In a world plagued with a now-quickly-mutating virus pandemic running rampant in several countries sparking continued flight restrictions, airline passenger traffic worldwide plunged to two-decade lows in 2020, according to global aviation data firm Cirium.
Cirium found that 21 years of global passenger traffic growth was wiped out in a matter of months last year because of flight restrictions to mitigate the spread of the virus, reducing traffic to levels not seen since 1999. “In comparison to last year, passenger traffic is estimated to be down 67% in 2020,” the firm said.
April was the height of the air travel collapse. In that month, flights plunged to just 13,600 globally on Apr. 25, compared with 95,000 tracked by Cirium on Jan. 3. This represents a stunning collapse in global flights over the period, down by more than 86%.

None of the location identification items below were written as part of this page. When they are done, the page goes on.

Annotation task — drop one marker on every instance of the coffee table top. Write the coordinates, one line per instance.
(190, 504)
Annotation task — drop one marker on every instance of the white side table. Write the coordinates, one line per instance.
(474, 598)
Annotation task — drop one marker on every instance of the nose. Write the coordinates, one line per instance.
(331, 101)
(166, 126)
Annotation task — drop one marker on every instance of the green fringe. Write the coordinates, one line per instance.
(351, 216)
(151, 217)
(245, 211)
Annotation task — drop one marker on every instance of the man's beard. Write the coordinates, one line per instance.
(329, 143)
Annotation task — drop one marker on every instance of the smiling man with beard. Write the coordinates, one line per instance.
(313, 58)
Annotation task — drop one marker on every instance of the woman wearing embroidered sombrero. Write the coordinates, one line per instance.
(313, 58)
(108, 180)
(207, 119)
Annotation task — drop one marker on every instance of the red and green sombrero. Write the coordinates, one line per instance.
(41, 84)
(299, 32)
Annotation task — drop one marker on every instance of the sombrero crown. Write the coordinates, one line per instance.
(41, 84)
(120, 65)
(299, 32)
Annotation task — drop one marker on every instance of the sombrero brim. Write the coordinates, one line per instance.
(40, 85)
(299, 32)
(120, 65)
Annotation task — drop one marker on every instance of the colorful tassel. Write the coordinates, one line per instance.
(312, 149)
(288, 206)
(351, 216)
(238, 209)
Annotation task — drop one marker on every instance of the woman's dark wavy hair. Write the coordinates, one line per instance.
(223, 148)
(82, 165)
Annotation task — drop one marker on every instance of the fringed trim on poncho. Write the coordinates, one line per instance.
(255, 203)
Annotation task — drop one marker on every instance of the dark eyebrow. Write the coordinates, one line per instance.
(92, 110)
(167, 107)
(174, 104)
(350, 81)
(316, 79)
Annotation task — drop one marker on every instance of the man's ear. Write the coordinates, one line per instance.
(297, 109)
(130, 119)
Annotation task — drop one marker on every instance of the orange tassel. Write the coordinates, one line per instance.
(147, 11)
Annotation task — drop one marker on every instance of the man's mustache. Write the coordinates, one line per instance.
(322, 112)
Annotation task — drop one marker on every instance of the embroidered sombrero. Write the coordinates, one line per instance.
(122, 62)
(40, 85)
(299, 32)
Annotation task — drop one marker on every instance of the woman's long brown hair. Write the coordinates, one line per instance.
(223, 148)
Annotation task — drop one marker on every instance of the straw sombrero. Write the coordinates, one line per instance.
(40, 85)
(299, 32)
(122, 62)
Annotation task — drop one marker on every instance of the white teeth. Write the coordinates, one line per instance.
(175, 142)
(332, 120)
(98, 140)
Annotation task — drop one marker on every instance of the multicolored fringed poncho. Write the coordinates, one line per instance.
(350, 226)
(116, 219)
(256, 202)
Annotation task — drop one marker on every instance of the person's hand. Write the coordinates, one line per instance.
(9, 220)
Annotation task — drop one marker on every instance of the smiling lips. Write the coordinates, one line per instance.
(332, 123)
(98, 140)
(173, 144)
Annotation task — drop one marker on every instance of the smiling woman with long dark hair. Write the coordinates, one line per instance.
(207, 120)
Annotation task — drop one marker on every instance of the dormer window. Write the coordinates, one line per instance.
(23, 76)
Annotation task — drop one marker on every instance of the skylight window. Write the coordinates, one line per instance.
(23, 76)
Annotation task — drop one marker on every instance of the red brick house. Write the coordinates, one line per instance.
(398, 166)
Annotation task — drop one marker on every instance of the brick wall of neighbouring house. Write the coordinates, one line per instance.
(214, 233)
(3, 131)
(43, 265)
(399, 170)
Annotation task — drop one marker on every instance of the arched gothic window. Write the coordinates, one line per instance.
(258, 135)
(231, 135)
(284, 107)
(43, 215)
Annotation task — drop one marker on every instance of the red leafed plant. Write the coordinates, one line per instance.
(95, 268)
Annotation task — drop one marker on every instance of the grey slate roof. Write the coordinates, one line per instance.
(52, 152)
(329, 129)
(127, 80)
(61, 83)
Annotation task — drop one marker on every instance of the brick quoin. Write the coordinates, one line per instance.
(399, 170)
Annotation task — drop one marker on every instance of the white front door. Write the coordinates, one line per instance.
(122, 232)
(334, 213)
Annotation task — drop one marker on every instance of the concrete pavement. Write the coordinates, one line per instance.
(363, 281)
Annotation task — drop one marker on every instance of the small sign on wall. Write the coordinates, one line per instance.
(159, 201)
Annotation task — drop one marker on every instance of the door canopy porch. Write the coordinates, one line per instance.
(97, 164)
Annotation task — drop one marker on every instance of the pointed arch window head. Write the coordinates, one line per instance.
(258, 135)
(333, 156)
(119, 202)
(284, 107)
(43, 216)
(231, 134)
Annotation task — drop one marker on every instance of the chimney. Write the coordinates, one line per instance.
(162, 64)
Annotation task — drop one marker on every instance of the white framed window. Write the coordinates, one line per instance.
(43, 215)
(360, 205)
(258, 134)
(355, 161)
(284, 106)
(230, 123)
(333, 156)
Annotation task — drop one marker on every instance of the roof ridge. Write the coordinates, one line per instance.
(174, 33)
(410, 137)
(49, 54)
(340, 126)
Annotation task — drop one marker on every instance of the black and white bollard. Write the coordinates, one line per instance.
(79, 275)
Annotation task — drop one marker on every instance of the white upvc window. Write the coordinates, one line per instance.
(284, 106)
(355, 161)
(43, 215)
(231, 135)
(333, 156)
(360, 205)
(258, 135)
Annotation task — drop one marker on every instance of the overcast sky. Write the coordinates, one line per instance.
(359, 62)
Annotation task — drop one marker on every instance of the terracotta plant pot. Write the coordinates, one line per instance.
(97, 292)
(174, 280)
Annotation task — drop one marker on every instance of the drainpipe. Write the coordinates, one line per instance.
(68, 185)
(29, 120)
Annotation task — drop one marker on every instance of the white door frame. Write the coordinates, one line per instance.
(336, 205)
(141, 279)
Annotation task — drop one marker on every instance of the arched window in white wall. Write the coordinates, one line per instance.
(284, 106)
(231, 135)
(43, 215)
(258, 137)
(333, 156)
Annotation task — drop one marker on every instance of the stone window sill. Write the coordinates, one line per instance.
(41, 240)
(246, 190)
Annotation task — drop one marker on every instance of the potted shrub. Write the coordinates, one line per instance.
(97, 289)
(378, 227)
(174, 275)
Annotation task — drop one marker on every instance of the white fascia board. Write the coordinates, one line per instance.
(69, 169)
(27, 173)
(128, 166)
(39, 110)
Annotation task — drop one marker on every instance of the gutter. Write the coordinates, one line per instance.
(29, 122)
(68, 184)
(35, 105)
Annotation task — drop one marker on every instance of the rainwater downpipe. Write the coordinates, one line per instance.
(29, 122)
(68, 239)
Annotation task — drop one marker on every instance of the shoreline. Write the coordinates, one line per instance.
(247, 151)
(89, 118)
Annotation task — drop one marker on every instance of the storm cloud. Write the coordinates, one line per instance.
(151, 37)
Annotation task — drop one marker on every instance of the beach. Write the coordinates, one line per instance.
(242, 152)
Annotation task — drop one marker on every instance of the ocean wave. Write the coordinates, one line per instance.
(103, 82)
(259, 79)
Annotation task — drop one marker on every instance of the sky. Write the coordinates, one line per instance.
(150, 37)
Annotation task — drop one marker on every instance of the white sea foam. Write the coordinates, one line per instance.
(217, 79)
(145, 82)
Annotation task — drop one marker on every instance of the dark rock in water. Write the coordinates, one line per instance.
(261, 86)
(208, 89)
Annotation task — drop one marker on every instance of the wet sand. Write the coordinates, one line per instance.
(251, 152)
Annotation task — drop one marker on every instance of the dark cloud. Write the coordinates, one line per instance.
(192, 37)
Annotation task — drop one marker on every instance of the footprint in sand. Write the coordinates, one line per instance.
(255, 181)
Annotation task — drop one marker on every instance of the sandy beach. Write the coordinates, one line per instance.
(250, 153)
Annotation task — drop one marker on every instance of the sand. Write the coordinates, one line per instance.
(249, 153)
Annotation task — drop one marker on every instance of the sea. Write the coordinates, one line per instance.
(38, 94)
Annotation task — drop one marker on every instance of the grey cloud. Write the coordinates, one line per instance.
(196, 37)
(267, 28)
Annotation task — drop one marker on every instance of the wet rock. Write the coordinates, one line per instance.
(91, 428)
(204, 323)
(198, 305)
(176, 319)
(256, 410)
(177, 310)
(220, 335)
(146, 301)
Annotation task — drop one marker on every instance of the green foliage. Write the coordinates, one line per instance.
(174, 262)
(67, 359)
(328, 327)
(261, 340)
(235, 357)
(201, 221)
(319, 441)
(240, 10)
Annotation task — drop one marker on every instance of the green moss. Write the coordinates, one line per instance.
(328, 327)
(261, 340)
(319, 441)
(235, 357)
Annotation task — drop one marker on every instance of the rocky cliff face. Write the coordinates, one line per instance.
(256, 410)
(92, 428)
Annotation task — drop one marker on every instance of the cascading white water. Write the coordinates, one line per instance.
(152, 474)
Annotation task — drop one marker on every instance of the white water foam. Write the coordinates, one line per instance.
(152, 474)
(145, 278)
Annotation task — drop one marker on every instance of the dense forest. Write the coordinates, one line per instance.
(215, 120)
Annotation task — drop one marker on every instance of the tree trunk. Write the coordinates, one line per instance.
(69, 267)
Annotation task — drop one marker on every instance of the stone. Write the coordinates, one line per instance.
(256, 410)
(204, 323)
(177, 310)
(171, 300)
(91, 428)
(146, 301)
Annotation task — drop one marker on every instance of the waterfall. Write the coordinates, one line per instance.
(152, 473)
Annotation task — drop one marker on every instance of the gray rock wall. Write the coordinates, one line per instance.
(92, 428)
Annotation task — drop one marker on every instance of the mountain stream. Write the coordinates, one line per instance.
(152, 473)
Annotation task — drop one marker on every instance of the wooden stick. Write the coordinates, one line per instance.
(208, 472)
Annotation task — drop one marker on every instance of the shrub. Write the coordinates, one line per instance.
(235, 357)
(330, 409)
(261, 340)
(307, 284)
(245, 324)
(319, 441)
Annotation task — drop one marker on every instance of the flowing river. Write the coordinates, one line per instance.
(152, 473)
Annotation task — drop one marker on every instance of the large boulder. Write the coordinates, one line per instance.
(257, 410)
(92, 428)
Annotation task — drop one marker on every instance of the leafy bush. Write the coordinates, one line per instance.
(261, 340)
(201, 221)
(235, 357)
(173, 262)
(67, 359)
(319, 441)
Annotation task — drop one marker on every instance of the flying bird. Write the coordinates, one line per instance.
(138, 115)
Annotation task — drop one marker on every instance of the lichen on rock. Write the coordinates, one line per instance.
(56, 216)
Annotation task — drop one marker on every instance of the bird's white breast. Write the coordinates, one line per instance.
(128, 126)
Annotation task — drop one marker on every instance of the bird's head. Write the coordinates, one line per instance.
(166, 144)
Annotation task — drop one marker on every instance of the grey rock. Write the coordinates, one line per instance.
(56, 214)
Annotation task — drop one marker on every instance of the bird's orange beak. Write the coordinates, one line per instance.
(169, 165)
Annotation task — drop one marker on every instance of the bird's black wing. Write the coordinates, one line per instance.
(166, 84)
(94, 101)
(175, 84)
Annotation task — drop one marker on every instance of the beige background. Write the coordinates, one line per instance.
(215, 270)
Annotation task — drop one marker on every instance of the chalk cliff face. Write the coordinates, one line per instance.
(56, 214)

Cirium’s data showed airlines operated 16.8 million flights from Jan. 1 to Dec. 20, down from 33.2 million in the same period the prior year. US travel was down 40% over the same period, from 21.5 million flights in 2019, while international flights were 68% below the 11.7 million flights tracked the year before.
Cirium said at least 40 airlines altogether ceased or suspended operations during 2020, with more failures expected for 2021. This has resulted in a tsunami of defaults, bankruptcies, and bailouts.
To view the list of the most prominent airline bankruptcies and bailouts of the past year, courtesy of Bank of America, read our most recent report titled “Mapping The Global Lockdown: Where Air Travel Is Partially Open And Where It’s Fully Closed.”
“This severe setback shows the true extent of the challenge faced by the struggling aviation sector as it has sought to reset itself in the new post-COVID-19 era,” Jeremy Bowen, CEO of Cirium, said.
Bowen said, “airlines have a way before returning to 2019 levels particularly as international travel is significantly down.”